The Dragon Nimbus Novels: Volume III: Volume III
haven’t got much else. The wars stripped me of everything but a few worthless acres and a bunch of daughters.”
“Then with your first profits from the veins of ore my tools find for you, you must buy every ton of surplus grain you can find.” The Empire needed food more than additional supplies of steel.
“Surpluses are supposed to go to the king. Security against drought, he says.” A note of disgust tinged the man’s reply. He abandoned twisting his ring to clench his fist and shake it in anger.
Kinnsell got a better look at the ring and coveted it more. He also knew he could exploit the lord’s emotion. King Quinnault’s foresight in preparing for a drought still five years off—if the normal weather cycle prevailed—had been denounced as ludicrous by his shortsighted nobles. They wanted profit. Now.
“My people suffer from drought now,” Kinnsell said. A drought of resources of their own making, not weather induced. He couldn’t change a situation created almost a thousand years ago, but he could profit from his society’s policy of stripping planets and moving on. “We need the grain now. Your king doesn’t need surplus food until a new drought hits you. Droughts are the whims of the Stargods. The next one may never come, or it may be delayed.”
“Or it might come tomorrow. I’m not certain incurring the king’s wrath by giving up so much Tambootie and selling surplus food is worth a few sledgeloads of ore.”

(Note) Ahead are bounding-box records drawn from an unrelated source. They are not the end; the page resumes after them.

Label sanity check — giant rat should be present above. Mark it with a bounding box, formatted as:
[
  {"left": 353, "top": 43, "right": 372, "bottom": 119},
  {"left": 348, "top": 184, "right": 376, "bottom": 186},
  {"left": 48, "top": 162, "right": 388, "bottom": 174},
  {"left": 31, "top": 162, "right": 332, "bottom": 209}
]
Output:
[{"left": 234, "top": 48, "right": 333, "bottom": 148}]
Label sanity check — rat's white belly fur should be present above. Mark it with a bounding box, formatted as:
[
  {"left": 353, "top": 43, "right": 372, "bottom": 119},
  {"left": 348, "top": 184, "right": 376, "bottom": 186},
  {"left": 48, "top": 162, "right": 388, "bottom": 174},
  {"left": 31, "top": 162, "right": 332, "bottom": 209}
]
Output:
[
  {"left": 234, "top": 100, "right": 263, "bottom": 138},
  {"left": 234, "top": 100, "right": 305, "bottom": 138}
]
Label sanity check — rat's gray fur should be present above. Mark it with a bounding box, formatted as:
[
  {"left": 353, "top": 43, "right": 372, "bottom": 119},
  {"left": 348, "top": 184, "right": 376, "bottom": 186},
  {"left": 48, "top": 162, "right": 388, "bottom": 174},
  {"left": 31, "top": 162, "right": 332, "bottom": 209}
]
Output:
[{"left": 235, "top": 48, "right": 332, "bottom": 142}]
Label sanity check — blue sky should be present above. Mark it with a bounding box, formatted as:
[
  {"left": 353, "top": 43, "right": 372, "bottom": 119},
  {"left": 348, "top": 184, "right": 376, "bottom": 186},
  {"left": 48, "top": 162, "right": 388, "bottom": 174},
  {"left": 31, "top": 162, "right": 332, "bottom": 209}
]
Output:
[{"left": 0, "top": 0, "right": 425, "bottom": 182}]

“No mere mortal can tell for sure when a drought will come.” Kinnsell fought to keep the desperation out of his voice. These bushies weren’t easy to corrupt. Or rather, they were so corrupt already he couldn’t turn their vices to his own benefit. The benefit of the TGE, he corrected himself. “You haven’t hoarded surpluses before and your people always survived. A year’s delay in adhering to the king’s new laws won’t hurt.”
“Give me some reasons not to obey these new laws now. I did just fine in the old days making my own laws and ruling my lands by myself without inference from any king.”
Kinnsell swallowed a sharp retort that the lord hadn’t done “just fine” during the generations of war. Instead he said, “King Quinnault is like a fanatical priest. He wants everyone to believe as he does without variation and without logical explanations. He doesn’t want the good of the country, he wants control of your lives, your resources, your minds.” Kinnsell paused a moment to let that thought sink in. “The sooner Quinnault is brought down, the sooner you can go back to making a profit any way you see fit.”
“The other lords and I signed agreements to support him. The people love him. Chancy thing to depose him.” The bushie lord was back to twisting the ring.
“The people love him now because they don’t truly know him. He won’t let them see the truth of his need to control every aspect of life in Kardia Hodos—including their thoughts. How do you think he quelled that riot last autumn if not by mind control? You must show them the truth. Then you will be free to sell your resources for a profit rather than pay the king’s useless taxes.”
“You’ll trade me rock cutting tools and ore finders?” The bushie noble tapped his lip with his forefinger as if mulling over the possibilities.
Kinnsell sincerely wished his telepathy could penetrate the man’s mind. The locals like this lord with dark hair and olive skin, similar to the natives of the Mediterranean on Terra, seemed totally impervious to the family talent. The ones with fairer coloring opened easily to telepathic probes—unless they had psi powers that allowed them to pretend to be magicians. He hadn’t met anyone with Asian or African features to know how widespread the natural shields were. Each race resided on a different continent here; except for the ones like this lord. They wandered the whole planet like Gypsies.
“You Varns always trade in diamonds. If I had some diamonds, I could buy my neighbor’s surplus tomorrow,” the bushie lord suggested. “You wouldn’t have to wait until I reopened the mines and found a viable vein of ore, then found a market for it and sold it.”
“A sudden influx of gems will shout to all of Kardia Hodos that you have traded with Varns. King Quinnault will look closely at your plantations of the Tambootie to see if you have violated your covenant with the dragons.”